Uno sguardo severo di Celestino bastò per riportarlo all’ordine: Claudio abbassò la testa e rimase in silenzio.
“Hai ragione, Claudio: perdonami, e voi perdonatemi, Santo Padre, se lo potete. In fondo è solo l’esempio che conta…e voi Padre, siete stato un esempio di semplicità, di fede incontaminata, di ardente devozione…e le cose che sussurravate a noi pochi sulle montagne sono state propagate per tutta la cristianità, e non importa se saranno solo uno, due, cento o nessuno quelli che ascolteranno il loro cuore per rispondere al vostro insegnamento… Quel che importa è che esso è stato dato”.

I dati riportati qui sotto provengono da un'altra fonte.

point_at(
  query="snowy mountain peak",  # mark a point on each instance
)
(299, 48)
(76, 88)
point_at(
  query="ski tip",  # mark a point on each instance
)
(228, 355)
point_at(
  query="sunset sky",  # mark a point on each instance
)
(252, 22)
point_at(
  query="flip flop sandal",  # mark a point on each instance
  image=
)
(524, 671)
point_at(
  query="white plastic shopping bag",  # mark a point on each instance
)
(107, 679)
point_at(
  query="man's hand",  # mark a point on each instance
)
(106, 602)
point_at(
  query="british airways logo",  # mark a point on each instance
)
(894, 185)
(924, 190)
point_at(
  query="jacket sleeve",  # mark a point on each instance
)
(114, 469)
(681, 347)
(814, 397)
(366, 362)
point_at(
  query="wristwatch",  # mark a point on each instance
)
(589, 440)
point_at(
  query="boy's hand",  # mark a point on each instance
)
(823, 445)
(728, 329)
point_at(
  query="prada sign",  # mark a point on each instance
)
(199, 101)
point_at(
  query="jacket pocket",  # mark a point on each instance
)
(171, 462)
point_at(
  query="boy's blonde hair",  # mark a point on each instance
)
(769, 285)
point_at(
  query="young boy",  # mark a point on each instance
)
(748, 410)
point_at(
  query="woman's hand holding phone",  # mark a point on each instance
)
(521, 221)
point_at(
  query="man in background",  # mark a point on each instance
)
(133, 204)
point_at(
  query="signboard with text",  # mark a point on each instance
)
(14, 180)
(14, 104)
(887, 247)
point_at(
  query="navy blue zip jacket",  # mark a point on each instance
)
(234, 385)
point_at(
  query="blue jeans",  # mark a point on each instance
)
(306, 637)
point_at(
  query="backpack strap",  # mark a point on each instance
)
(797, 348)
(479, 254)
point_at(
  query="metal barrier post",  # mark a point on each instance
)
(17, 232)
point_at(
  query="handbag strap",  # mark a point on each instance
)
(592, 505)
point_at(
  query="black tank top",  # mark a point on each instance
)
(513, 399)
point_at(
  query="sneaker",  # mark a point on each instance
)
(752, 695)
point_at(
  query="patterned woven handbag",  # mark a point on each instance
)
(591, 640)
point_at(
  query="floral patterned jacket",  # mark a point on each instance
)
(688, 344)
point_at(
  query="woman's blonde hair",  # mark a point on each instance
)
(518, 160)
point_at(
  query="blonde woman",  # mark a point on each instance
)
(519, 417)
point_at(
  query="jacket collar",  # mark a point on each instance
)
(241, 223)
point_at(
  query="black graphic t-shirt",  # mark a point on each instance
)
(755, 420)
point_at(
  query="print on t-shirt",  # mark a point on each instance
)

Un silenzio carico di tensione calò sulla stanzetta in cui si rifrangevano luci ed ombre, specchio della mutevolezza dell’animo umano. Parlò di nuovo, con voce stanca, il vecchio pontefice.
“Un giorno…un giorno forse riusciremo a conciliare gli estremi. C’è una via che sembra diritta all’uomo, ma la sua fine è la morte…si può morire in molti modi, per mancanza d’aria o per averne troppa nei polmoni e nelle vene. Possiamo scegliere? O è meglio rimettere la scelta a Colui che è più saggio di noi? O magari è possibile raggiungere l’equilibrio che produce l’armonia? Sì, questo dobbiamo apprendere, questo è ciò che siamo venuti ad imparare, e non c’è scuola migliore dell’errore. E allora io vi dico, figliuoli, che benedico il momento che mi ha permesso di errare, perché credendomi falsamente saggio ho potuto così scoprire che la saggezza è un processo continuo, tortuoso eppure liberante, doloroso e gioioso…e quando l’anima si fa piccola lo spirito si fa grande. E adesso andate, e ricordatemi nelle vostre preghiere…ma ricordate soprattutto voi stessi a voi stessi, perché siete voi il futuro. E pregate di poter imparare che ci vogliono sia la pioggia che il sole per far crescere le piante.”
Celestino si volse verso un destino carico, nelle sue tenebre, di luminosità latente.